Hit the Chagrin today before the weather got to bad and glad i did. Laid into some brutes today, mostly big bucks. Beaded black wooly bugger size 6 was all i needed.


----------



## Weatherhead (Dec 9, 2017)

cast-off said:


> View attachment 466409
> Hit the Chagrin today before the weather got to bad and glad i did. Laid into some brutes today, mostly big bucks. Beaded black wooly bugger size 6 was all i needed.

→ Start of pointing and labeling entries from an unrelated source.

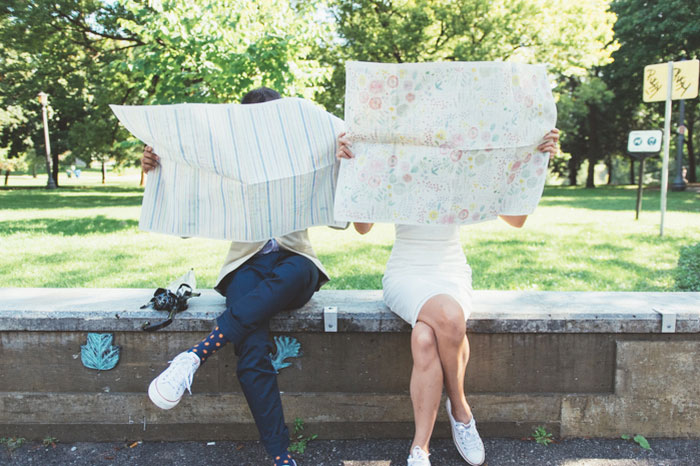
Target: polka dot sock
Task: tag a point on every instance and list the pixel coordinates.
(210, 345)
(285, 460)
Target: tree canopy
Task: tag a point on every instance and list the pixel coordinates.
(87, 54)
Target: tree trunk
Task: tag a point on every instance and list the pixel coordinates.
(631, 171)
(590, 180)
(54, 169)
(692, 165)
(574, 164)
(608, 163)
(594, 148)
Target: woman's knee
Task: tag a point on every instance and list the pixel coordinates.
(423, 344)
(448, 319)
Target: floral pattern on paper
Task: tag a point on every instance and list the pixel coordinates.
(444, 143)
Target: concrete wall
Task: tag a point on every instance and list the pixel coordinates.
(581, 364)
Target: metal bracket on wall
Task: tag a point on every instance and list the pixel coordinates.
(330, 319)
(668, 321)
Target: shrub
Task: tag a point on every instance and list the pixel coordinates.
(688, 271)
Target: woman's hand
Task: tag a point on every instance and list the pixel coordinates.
(344, 145)
(362, 228)
(516, 221)
(550, 143)
(149, 160)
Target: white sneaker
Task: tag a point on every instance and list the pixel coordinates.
(467, 439)
(167, 389)
(418, 457)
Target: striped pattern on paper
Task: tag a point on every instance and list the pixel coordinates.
(237, 172)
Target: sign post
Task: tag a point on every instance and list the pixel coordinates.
(669, 81)
(642, 145)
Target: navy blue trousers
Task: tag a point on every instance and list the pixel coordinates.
(263, 286)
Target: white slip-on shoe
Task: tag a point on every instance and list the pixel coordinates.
(466, 439)
(418, 457)
(167, 389)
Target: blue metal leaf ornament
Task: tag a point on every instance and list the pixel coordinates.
(287, 347)
(99, 353)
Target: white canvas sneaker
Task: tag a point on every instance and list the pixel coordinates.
(418, 457)
(466, 439)
(167, 389)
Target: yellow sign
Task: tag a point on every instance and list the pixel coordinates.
(685, 81)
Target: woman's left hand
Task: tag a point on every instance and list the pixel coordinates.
(550, 143)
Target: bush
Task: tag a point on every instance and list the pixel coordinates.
(688, 271)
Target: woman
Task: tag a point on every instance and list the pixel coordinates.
(428, 284)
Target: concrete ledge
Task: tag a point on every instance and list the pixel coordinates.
(581, 364)
(44, 309)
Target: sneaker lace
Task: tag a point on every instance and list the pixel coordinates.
(467, 435)
(181, 371)
(418, 456)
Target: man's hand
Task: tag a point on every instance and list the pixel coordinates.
(550, 143)
(149, 160)
(344, 151)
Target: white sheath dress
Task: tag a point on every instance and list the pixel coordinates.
(426, 261)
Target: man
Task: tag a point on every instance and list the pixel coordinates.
(259, 280)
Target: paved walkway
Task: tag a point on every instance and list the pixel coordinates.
(578, 452)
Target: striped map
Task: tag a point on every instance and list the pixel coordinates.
(237, 172)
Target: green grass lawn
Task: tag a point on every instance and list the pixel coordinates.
(86, 235)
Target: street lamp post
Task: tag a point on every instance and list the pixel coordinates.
(44, 100)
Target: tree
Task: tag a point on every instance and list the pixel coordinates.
(585, 134)
(653, 32)
(571, 36)
(204, 51)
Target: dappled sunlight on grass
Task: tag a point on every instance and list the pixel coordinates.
(577, 239)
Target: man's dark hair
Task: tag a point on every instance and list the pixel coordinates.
(261, 94)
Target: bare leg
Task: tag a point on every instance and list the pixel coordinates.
(426, 383)
(445, 316)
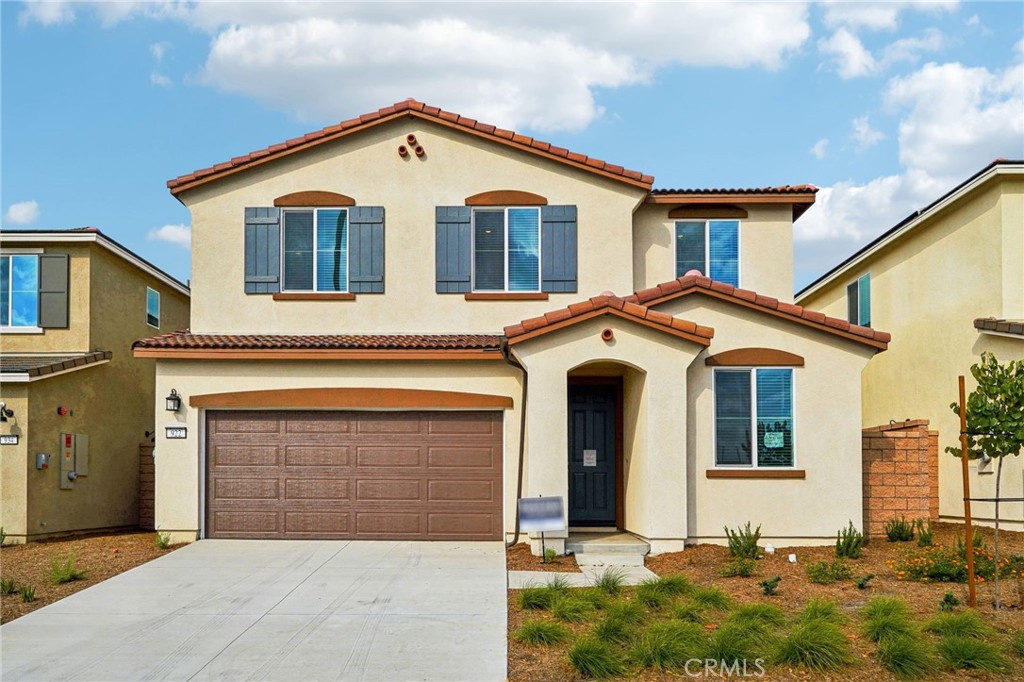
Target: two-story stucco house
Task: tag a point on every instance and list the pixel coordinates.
(76, 402)
(402, 323)
(948, 283)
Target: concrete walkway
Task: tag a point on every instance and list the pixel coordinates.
(278, 610)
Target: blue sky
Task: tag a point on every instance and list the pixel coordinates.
(883, 105)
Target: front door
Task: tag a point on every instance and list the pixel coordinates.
(592, 455)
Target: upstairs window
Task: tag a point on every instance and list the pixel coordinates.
(152, 307)
(507, 250)
(755, 401)
(712, 247)
(315, 245)
(19, 291)
(858, 301)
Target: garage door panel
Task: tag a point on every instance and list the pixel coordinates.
(354, 475)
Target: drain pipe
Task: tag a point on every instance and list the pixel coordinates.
(514, 361)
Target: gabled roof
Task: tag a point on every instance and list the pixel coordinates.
(417, 110)
(997, 167)
(694, 284)
(607, 304)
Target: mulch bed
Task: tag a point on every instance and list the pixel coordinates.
(701, 564)
(100, 556)
(519, 558)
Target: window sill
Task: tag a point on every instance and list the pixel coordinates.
(22, 330)
(756, 473)
(509, 296)
(314, 296)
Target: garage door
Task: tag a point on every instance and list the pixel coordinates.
(354, 475)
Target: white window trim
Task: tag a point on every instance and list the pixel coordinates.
(348, 230)
(754, 419)
(472, 251)
(707, 222)
(147, 323)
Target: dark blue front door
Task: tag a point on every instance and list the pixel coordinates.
(592, 455)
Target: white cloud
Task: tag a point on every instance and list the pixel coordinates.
(22, 213)
(864, 135)
(820, 148)
(176, 235)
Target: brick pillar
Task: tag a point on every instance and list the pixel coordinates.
(146, 486)
(901, 473)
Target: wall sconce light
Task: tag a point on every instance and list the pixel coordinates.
(173, 401)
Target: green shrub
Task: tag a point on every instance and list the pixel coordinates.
(849, 543)
(571, 609)
(962, 652)
(968, 624)
(822, 609)
(592, 657)
(899, 529)
(542, 632)
(823, 572)
(926, 536)
(28, 593)
(712, 597)
(907, 656)
(816, 644)
(610, 581)
(862, 582)
(739, 568)
(65, 571)
(768, 587)
(743, 542)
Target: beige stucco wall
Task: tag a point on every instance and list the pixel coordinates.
(765, 248)
(179, 463)
(368, 168)
(826, 424)
(927, 289)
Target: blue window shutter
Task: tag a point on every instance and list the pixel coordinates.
(453, 249)
(262, 242)
(558, 249)
(366, 250)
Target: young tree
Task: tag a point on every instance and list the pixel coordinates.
(994, 423)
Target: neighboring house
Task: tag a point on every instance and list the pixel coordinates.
(948, 283)
(77, 402)
(356, 367)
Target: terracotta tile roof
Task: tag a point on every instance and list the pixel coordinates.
(1015, 327)
(38, 366)
(602, 305)
(691, 284)
(416, 109)
(188, 341)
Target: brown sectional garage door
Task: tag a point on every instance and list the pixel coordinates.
(354, 475)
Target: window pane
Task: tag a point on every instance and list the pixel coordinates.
(724, 238)
(5, 291)
(774, 418)
(732, 417)
(488, 251)
(865, 300)
(524, 250)
(332, 243)
(689, 248)
(299, 250)
(25, 291)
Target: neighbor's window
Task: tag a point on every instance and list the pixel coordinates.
(507, 249)
(754, 401)
(315, 250)
(152, 307)
(858, 301)
(18, 291)
(711, 247)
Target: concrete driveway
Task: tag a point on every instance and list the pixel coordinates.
(294, 610)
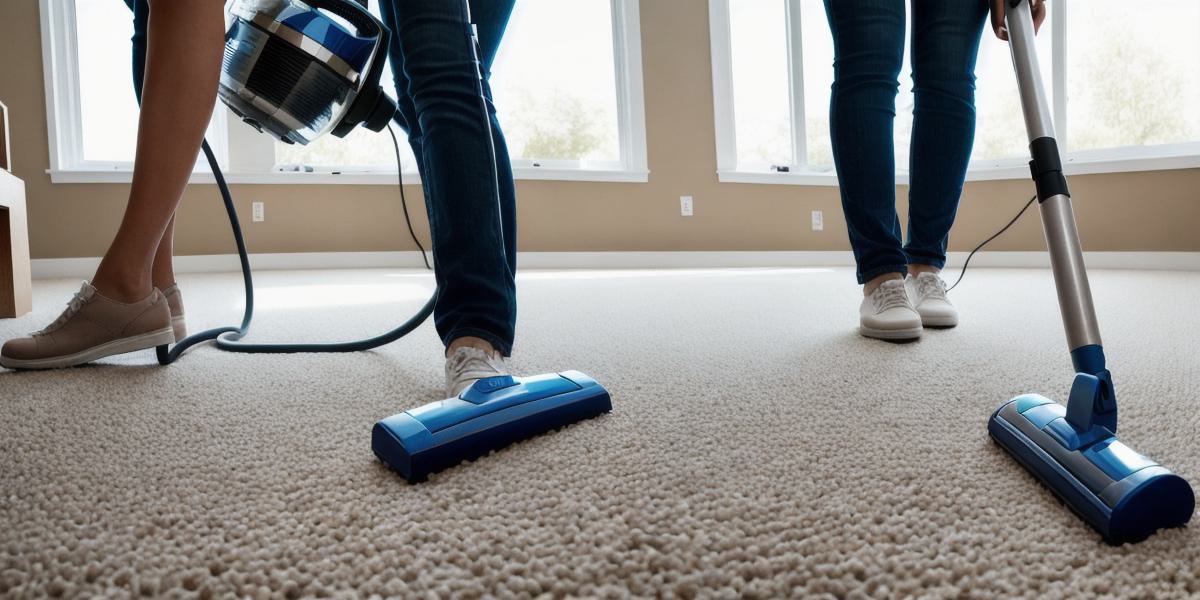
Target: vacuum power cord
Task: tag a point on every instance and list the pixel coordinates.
(997, 234)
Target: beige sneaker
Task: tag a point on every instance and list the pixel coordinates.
(467, 365)
(91, 328)
(175, 301)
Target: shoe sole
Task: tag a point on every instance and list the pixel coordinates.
(123, 346)
(891, 334)
(941, 323)
(179, 327)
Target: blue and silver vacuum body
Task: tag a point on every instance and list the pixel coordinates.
(489, 415)
(1121, 493)
(1074, 449)
(299, 70)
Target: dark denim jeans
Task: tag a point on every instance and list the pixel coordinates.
(445, 106)
(868, 37)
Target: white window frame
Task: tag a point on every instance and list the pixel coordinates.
(729, 169)
(251, 154)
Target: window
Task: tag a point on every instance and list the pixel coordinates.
(1120, 81)
(569, 100)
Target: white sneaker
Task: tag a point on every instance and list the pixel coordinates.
(888, 315)
(467, 365)
(928, 294)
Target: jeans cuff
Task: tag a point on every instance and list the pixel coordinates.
(499, 343)
(931, 262)
(865, 276)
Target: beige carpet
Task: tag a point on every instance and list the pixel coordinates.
(757, 448)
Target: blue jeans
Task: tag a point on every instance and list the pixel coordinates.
(868, 37)
(445, 106)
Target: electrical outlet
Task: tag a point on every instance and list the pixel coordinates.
(685, 205)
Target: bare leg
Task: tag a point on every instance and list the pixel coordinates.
(163, 270)
(183, 69)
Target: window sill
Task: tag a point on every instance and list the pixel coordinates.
(124, 175)
(1085, 163)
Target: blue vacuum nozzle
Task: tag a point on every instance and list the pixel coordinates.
(491, 414)
(1121, 493)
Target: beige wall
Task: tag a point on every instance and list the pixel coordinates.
(1143, 211)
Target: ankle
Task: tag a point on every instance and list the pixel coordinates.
(162, 283)
(471, 342)
(871, 286)
(121, 289)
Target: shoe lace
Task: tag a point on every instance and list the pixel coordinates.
(891, 297)
(468, 361)
(73, 306)
(931, 287)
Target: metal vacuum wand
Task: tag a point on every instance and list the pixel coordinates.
(1057, 216)
(1092, 396)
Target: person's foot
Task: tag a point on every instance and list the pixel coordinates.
(466, 365)
(887, 313)
(175, 301)
(927, 292)
(91, 328)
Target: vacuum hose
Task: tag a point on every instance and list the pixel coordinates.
(229, 337)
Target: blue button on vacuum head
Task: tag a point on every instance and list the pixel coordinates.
(491, 414)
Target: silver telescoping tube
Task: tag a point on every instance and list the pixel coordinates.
(1057, 216)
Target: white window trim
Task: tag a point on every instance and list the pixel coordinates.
(730, 171)
(238, 144)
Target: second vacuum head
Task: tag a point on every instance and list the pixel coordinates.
(491, 414)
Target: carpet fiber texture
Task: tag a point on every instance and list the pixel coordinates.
(757, 448)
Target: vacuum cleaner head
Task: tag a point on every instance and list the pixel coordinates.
(1121, 493)
(293, 70)
(491, 414)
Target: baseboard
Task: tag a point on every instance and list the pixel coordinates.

Wow, ok... so you were fishing at about 40 CFS. I was up the other week and tried at about 150 CFS and struggled to find anything. I packed up and drove to the Rocky. Not asking you to spot burn... but were they in shallows on gravel, or tail outs? Maybe still in what would normally be the hole? I gotta say, I really need to tune up my shallow water game.


----------



## cast-off (Apr 14, 2005)

Weatherhead said:


> Wow, ok... so you were fishing at about 40 CFS. I was up the other week and tried at about 150 CFS and struggled to find anything. I packed up and drove to the Rocky. Not asking you to spot burn... but were they in shallows on gravel, or tail outs? Maybe still in what would normally be the hole? I gotta say, I really need to tune up my shallow water game.





Weatherhead said:


> Wow, ok... so you were fishing at about 40 CFS. I was up the other week and tried at about 150 CFS and struggled to find anything. I packed up and drove to the Rocky. Not asking you to spot burn... but were they in shallows on gravel, or t.ail outs? Maybe still in what would normally be the hole? I gotta say, I really need to tune up my shallow water game.


Tail outs is were i picked up most fish just below the the gravel flats where they spawn. they must have been staging to move up into the gravel. When the water temps get above 42-43 game on. They are going to do what they do.


----------